Hier beleben Wolf Mieczkowski und Ronald Steinke die Schwedter Brautradition neu.
Karthäusermönche brachten einst das Bier in die Stadt, die Amtsbrauerei am Karthaus versorgte die Region. Heute setzt die neue Gasthausbrauerei im Altstadtquartier diese Geschichte zeitgemäß fort.

Etwas südlich liegt das Biosphärenreservat Schorfheide-Chorin mit dem Grumsiner Buchenwald (UNESCO-Weltnaturerbe), Kloster Chorin und dem historischen Schiffshebewerk Niederfinow – ideal kombinierbar mit Brauereistopps.

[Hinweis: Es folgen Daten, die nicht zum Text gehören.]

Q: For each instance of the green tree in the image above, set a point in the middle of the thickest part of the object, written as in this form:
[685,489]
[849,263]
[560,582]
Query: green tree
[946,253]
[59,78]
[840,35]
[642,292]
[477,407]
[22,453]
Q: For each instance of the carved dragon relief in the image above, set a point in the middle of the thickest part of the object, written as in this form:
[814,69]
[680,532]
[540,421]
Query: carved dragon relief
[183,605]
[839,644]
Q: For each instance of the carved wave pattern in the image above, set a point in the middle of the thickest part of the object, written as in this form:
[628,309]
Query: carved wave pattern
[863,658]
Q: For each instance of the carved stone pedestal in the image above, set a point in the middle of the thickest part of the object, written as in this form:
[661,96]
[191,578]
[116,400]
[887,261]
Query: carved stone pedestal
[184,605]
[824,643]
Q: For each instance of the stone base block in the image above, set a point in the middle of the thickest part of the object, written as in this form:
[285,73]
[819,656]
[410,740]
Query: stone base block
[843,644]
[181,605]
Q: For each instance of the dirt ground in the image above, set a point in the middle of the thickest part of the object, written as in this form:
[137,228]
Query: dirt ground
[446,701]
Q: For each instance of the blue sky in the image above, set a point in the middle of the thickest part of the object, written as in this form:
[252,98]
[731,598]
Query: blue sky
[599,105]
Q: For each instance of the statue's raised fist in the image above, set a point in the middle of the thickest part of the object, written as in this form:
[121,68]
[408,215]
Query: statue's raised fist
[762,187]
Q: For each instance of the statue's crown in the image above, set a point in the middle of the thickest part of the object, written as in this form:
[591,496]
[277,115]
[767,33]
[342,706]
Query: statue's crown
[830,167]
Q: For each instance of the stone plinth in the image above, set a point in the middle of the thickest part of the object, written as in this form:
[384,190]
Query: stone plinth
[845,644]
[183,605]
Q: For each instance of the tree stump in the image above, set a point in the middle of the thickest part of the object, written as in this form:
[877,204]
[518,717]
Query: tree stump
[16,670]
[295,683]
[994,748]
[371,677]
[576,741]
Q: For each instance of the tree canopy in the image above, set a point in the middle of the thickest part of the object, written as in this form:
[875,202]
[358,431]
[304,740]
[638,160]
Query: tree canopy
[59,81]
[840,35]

Der Osten – Barnim, Oderland und wiederbelebte Braurechte

Barnimer Brauhaus – Gesangskarriere meets Braukunst

Nicht weit von Niederfinow braut das Barnimer Brauhaus (Nora und Sören von Billerbeck) mit einem modernen 5-hl-Sudhaus.

Die beiden sind ursprünglich klassische Sänger, haben weltweit Biere und Brauer kennengelernt, Sensorikkurse absolviert, Praktika gemacht und eine Biersommelier-Ausbildung drangehängt.
Heute stehen hier charaktervolle, sehr sauber gebraute Biere im Mittelpunkt – der Aufwand hat sich gelohnt.

Fürstenwalder Rathausbräu – Brautradition im Gewölbekeller

Seit 2012 wird im historischen Rathausgewölbekeller der Domstadt Fürstenwalde wieder gebraut:

  • Pils

  • Roggenbier (Spezialität)

  • „Krüger Kersten“ (Craft-Bier)

  • saisonale Sorten

Im kleinen Brauereimuseum lässt sich die Biergeschichte Fürstenwaldes seit 1451 nachverfolgen – am besten mit einem frisch gezapften Rathausbräu in der Hand.

Altlandsberg – Schlossgut, Brau- und Brennhaus

Altlandsberg, vor den Toren Berlins, ist ein Kleinod:

  • sanierte Altstadtgassen

  • historische Kulturlandschaft

  • Schlossgut mit Brau- und Brennhaus (Geschichte seit 1685)

2016 entstand hier die erste Gasthausbrauerei im Landkreis Märkisch-Oderland – und die einzige Kombination aus Brauerei und Brennerei unter einem Dach in Brandenburg. Nach 357 Jahren wurde die Brauhaustradition wiederbelebt.

Erste Bernauer Braugenossenschaft – Börnicke braut zurück

Bernau erhielt 1423 das Privileg, Bier zollfrei zu vertreiben. Im 16. Jahrhundert waren 146 von 360 Häusern Bierhäuser, dann erlosch die Brautradition.

Seit 2016 gibt es die Erste Bernauer Braugenossenschaft e.G..
In Börnicke wurde die alte Brennerei zum Braustandort mit Ausschank und Terrasse ausgebaut. Gebraut werden:

  • „Das Bernaer“ (helles Vollbier nach Pilsner Brauart)

  • „Rathaus“ (Pale Ale)

  • „Kantor“ (Dunkles Lager)

  • dazu Saisonbiere

Die Brandenburger Bierstraße ist kein starrer Weg, sondern ein roter Faden, der all diese Orte miteinander verbindet.


Berlin – Hauptstadt der Bierstile und Kreativbrauer

Schon seit dem 16. Jahrhundert kennt Berlin die Berliner Weiße, vermutlich aus Breslauer Schöps oder Broyhan entwickelt. Nach 1700 wurde sie zum Lieblingsgetränk der Berliner, von Napoleons Soldaten „Champagne du Nord“ genannt.

Seit den 2010er Jahren erlebt die Berliner Weiße eine Renaissance – u. a. durch Lemke, Schneeeule und BRLO.
Doch Berlin bietet weit mehr: eine lebendige, vielfältige Craft-Bierszene, die man am besten nach Stadtteilen erkundet.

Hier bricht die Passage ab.